Saturday April 13, 2019. 03:30 AM , from Slashdot
Researchers at New York University and Princeton have developed a framework that evaluates clinical notes and autonomously assigns a risk score indicating whether patients will be readmitted within 30 days. They claim that the code and model parameters, which are publicly available on Github, handily outperform baselines. VentureBeat reports: As the researchers point out in a preprint paper on Arxiv.org, clinical notes use abbreviations and jargon, and they're often lengthy, which poses an AI system design challenge. To overcome it, they used a natural language processing method -- Google's bidirectional encoder representations from transformers, or BERT -- that captures interactions between distant words in sentences by incorporating global, long-range information. Each clinical note is represented as a collection of tokens, or subword units extracted from text in a preprocessing step. From multiple sequences of these, ClinicalBERT identifies which tokens are associated with which sequence. It also learns the position of tokens from variables corresponding to the sequences, and inserts a special token used in classification tasks in front of every sequence.

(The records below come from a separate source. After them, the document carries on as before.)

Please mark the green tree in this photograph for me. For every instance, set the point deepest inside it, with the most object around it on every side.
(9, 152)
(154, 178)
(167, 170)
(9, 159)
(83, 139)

To train ClinicalBERT, the team sourced a corpus of clinical notes and masked 15 percent of the input tokens, forcing the model to predict the concealed tokens and whether any two given two sentences were in consecutive order. Then, drawing on the Multiparameter Intelligent Monitoring in Intensive Care (MIMIC-III), an electronic health records data set comprising over two million notes from 58,976 hospital admissions of 38,597 patients, the researchers fine-tuned the system for clinical forecasting tasks. Tested on a sample set consisting of 30 pairs of medical terms designed to assess medical term similarity, the authors report, ClinicalBERT achieved a high correlation score, indicating that its tokens captured similarity between medical concepts terms. Heart-related concepts like myocardial infarction, atrial fibrillation, and myocardium were close together, they say, and renal failure and kidney failure were also close.